Jasmine menghela nafas panjang dan memandang Edie. Setidaknya ia bisa mempercayai pemuda itu.
Jasmine menyerahkan kuncinya.
“Terima kasih. Maaf kau sampai mengetahui hal seperti ini.”
Edie tidak menyahut, hanya membukakan pintu penumpang untuk Jasmine dan berlari memutar kembali ke belakang kemudi. Mobil baru saja bergerak ketika tiba-tiba Julia dan Jennifer mengetuk pintu kaca mobilnya. Edie membuka sedikit kaca jendelanya.
“Hei, kami tadi kemari naik taksi dari terminal. Setidaknya kau harus mengantar kami sampai ke halte bus.”
Edie menatap Jasmine dengan mata bertanya. Jasmine sendiri hanya menatap kedua saudaranya itu dengan muram sebelum berkata.
“Kalian panggil taksi lagi saja.”
Jasmine menolak memandang kedua saudara perempuannya yang berteriak-teriak memanggilnya. Begitu mobil berjalan ia menyandarkan kepalanya dan memejamkan matanya.
Tiga puluh lima.
Diusia ini, bukankah seharusnya ia telah menjalani hidupnya dengan tenang? Tak perduli ia sendirian atau bersama pasangan. Ia merasa sudah melewati masa dimana ia masih harus dibingungkan oleh jodoh. Begitu juga dengan orang disekitarnya, seharusnya mereka menghargai pilihannya.
Beberapa tahun setelah meninggalnya Akmal, ibunya tidak begitu ribut menyuruhnya menikah. Namun setelah Jessica menikah, ibunya mulai resah dan bingung mencarikan jodoh untuknya. Pernikahan Jennifer dua tahun lalu hanya membuat ibunya semakin panik dan berusaha keras untuk mencarikan calon suami yang dianggapnya potensial untuknya. Nyaris sebulan sekali ibunya selalu memiliki calon yang dikirimkan lewat handphonenya, lengkap dengan semua kualifikasinya. Semuanya serba unggul, sukses, dan kaya.

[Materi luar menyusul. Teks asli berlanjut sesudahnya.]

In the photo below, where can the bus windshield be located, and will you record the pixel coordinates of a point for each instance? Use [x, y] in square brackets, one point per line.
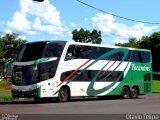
[36, 50]
[31, 51]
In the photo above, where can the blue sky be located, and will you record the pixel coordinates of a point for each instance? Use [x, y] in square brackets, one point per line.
[56, 19]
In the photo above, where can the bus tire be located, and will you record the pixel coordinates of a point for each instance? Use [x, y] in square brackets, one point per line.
[125, 92]
[134, 93]
[38, 100]
[63, 95]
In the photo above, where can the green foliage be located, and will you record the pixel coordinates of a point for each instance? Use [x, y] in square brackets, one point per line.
[8, 45]
[156, 86]
[132, 42]
[86, 36]
[151, 42]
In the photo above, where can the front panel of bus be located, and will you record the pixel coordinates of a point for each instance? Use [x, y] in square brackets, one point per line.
[35, 62]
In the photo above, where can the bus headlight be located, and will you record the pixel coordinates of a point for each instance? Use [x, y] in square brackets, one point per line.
[45, 76]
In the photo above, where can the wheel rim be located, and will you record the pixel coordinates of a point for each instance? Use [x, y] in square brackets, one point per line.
[125, 93]
[63, 96]
[134, 93]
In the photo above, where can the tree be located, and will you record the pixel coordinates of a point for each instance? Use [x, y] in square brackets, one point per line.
[8, 46]
[86, 36]
[153, 43]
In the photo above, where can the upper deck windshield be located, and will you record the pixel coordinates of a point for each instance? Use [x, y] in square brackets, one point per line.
[37, 50]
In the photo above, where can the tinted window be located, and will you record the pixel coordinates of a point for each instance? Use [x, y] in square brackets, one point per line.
[54, 49]
[88, 75]
[145, 56]
[135, 56]
[91, 52]
[31, 51]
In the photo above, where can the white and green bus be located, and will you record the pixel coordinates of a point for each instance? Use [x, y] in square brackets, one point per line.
[61, 69]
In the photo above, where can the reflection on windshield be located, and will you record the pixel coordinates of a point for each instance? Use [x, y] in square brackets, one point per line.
[31, 51]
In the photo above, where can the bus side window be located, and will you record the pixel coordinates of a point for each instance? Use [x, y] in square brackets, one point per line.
[135, 56]
[72, 53]
[145, 56]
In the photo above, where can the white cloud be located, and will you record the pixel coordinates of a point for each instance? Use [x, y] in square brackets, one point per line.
[22, 37]
[119, 41]
[73, 24]
[119, 31]
[36, 17]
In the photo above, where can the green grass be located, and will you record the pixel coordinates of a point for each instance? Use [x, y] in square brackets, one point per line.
[156, 86]
[7, 96]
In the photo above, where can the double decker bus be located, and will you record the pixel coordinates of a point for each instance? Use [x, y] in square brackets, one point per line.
[62, 69]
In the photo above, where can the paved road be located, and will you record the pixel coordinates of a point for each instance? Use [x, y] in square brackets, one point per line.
[144, 104]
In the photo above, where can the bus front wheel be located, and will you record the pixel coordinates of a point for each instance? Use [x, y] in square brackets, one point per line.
[134, 93]
[125, 92]
[63, 95]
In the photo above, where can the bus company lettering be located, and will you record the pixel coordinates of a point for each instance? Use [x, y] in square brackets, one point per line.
[140, 68]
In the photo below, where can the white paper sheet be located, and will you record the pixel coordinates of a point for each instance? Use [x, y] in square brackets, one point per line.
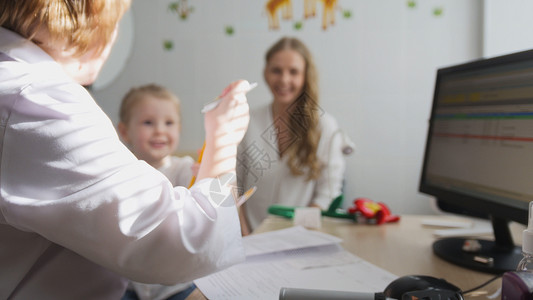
[327, 267]
[286, 239]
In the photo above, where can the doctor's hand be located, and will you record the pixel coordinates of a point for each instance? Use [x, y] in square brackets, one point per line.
[225, 126]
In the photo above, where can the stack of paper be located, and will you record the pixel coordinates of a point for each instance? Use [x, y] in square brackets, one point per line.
[296, 258]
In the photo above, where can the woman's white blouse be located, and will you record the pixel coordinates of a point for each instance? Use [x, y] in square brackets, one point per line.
[78, 212]
[259, 164]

Kadang ia berfikir bagaimana ibunya memiliki calon yang begitu banyak? Dan apa mereka semua masih sendiri?
Kali ini rupanya ibunya ingin bergerak diam-diam dan langsung menjebaknya ditengah-tengah pertemuan dengan seorang lelaki setelah selama ini ia selalu menolak semua rencana perjodohannya. Ibunya sudah bosan dengan alasan basi belum ingin menikah dan ingin membina karir yang dulu sering ia lontarkan.
Dulu, seperti gadis-gadis lain pada umumnya ia menginginkan sebuah pernikahan yang indah. Ia pernah bercita-cita menikah muda, menjadi ibu muda dengan dua orang anak lelaki perempuan yang lucu. Ia bahkan sudah merancang nama dan juga les-les yang akan ia peruntukkan bagi anak-anaknya kelak. Untuk anak lelaki, ia ingin memasukkannya pada sebuah perkumpulan tae kwon do dan renang. Sementara untuk putri kecilnya, ia akan memasukkan pada les balet dan piano.

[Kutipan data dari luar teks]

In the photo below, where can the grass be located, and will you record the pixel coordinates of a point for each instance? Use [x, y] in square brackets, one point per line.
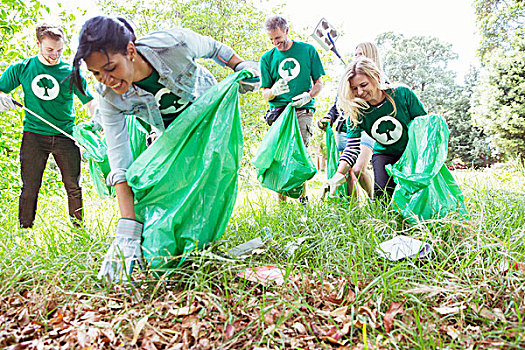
[337, 290]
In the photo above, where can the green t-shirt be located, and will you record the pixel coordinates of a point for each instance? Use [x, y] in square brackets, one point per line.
[170, 105]
[46, 93]
[300, 63]
[390, 132]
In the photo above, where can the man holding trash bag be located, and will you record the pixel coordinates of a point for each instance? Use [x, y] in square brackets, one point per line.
[290, 73]
[47, 93]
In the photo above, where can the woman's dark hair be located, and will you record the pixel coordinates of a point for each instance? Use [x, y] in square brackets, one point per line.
[100, 34]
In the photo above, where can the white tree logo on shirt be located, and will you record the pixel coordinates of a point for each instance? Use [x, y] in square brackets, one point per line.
[289, 68]
[45, 87]
[168, 102]
[387, 130]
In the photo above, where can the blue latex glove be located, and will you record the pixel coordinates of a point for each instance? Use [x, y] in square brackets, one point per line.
[250, 84]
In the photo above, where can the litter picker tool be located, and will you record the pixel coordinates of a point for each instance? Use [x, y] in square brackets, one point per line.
[42, 119]
[325, 34]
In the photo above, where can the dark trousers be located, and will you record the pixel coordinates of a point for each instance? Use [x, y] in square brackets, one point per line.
[384, 184]
[34, 153]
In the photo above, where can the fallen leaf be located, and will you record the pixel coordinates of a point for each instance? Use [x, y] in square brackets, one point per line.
[299, 328]
[138, 328]
[446, 310]
[229, 331]
[182, 311]
[452, 332]
[395, 308]
[340, 312]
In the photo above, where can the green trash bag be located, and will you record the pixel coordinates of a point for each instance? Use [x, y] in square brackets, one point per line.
[425, 187]
[185, 183]
[95, 149]
[95, 152]
[332, 161]
[282, 161]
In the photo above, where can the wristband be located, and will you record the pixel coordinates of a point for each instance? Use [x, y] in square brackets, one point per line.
[342, 174]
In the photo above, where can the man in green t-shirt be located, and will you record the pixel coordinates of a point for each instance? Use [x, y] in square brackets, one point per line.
[290, 73]
[46, 93]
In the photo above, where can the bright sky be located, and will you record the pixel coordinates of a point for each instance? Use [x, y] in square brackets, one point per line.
[452, 21]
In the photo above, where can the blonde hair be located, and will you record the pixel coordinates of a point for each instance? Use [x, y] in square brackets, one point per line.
[370, 50]
[347, 102]
[46, 30]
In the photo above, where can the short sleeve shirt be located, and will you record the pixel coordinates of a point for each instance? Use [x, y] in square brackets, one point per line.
[390, 132]
[300, 65]
[46, 92]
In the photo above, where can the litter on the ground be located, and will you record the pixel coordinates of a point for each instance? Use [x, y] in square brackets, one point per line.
[291, 247]
[244, 249]
[263, 275]
[401, 247]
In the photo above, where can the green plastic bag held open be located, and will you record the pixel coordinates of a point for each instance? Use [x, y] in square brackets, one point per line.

Namun kini, diusia tiga puluh lima, ia telah kehilangan minat terhadap kehidupan yang dulu pernah ia idam-idamkan itu. Benar yang dikatakan saudara-saudaranya. Ia menjalani hidupnya dalam gersang. Tak ada lelaki dalam hidupnya, tak ada lelaki yang merengkuh dirinya dalam cinta. Tapi ia juga tidak percaya dirinya akan pernah tertarik lagi pada cinta untuk kedua kalinya. Ia pernah sangat mencintai Akmal dan itu sudah cukup untuknya.
Ironis memang. Ia bekerja bersama hampir tiga puluh orang dikantornya yang mayoritas berlabel lelaki. Hanya ada dua wanita dikantornya yaitu Maya dan Vita. Masing-masing sebagai kepala administrasi dan staff pembelian. Maya berumur tiga puluh tiga tahun, sudah menikah dengan seorang anak dan sekarang sedang mengandung anak keduanya.

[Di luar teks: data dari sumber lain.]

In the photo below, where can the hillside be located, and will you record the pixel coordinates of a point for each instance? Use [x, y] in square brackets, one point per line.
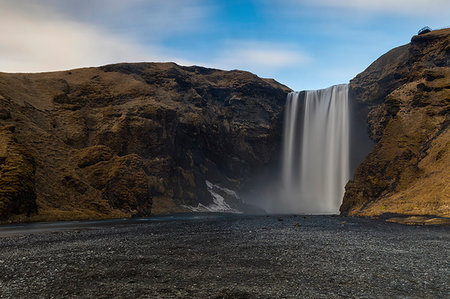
[406, 97]
[131, 139]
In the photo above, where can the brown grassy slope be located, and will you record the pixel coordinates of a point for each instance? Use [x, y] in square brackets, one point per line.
[130, 139]
[407, 92]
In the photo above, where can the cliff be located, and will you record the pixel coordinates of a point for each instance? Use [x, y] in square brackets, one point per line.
[131, 139]
[406, 97]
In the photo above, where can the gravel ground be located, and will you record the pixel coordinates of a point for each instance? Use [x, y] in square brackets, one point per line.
[226, 257]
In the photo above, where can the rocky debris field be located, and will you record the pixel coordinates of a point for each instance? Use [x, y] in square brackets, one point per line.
[226, 257]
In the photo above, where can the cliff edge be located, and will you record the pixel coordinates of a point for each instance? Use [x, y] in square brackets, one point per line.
[132, 139]
[406, 97]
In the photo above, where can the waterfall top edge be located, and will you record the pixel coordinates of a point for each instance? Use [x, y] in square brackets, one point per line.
[332, 86]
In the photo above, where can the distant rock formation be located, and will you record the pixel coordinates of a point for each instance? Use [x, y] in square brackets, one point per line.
[138, 139]
[406, 96]
[131, 139]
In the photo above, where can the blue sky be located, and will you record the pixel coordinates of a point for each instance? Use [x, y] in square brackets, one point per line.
[305, 44]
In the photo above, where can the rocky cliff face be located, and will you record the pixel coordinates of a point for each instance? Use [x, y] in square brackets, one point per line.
[131, 139]
[406, 96]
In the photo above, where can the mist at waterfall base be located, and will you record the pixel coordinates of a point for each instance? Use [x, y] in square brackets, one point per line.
[324, 139]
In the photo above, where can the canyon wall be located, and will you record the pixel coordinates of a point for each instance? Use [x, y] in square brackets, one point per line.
[131, 139]
[405, 95]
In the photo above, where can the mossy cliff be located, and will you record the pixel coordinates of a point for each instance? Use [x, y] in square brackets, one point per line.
[133, 139]
[17, 169]
[406, 96]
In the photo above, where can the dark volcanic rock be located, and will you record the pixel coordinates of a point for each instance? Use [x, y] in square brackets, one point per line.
[130, 139]
[406, 93]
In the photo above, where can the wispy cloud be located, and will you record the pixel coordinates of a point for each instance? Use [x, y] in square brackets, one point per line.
[260, 56]
[439, 8]
[42, 38]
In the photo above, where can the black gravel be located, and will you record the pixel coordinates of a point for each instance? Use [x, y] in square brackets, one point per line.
[226, 257]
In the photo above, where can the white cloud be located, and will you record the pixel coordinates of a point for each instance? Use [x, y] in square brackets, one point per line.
[411, 7]
[259, 57]
[35, 38]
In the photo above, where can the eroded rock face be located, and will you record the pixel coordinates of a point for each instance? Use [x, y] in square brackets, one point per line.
[135, 139]
[17, 169]
[407, 96]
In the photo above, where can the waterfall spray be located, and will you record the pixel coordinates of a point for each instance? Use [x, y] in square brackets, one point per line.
[316, 150]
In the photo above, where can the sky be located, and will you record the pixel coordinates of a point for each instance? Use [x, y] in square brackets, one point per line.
[304, 44]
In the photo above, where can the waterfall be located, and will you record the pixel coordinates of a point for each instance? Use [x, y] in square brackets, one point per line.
[316, 150]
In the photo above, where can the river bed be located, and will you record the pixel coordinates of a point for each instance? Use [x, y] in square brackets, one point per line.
[225, 256]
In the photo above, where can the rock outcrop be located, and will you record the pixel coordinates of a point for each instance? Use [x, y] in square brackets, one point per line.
[406, 95]
[131, 139]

Sementara Vita, gadis itu mungkin baru berumur dua puluhan dan baru bekerja disana sekitar sepuluh bulan. Tergila-gila pada Edie sejak pertama melihatnya. Ketampanannya membuatnya tergila-gila namun terkendala oleh gengsi yang kekeh dijaganya. Ia tidak bisa berkencan dengan Edie yang hanya seorang Officeboy.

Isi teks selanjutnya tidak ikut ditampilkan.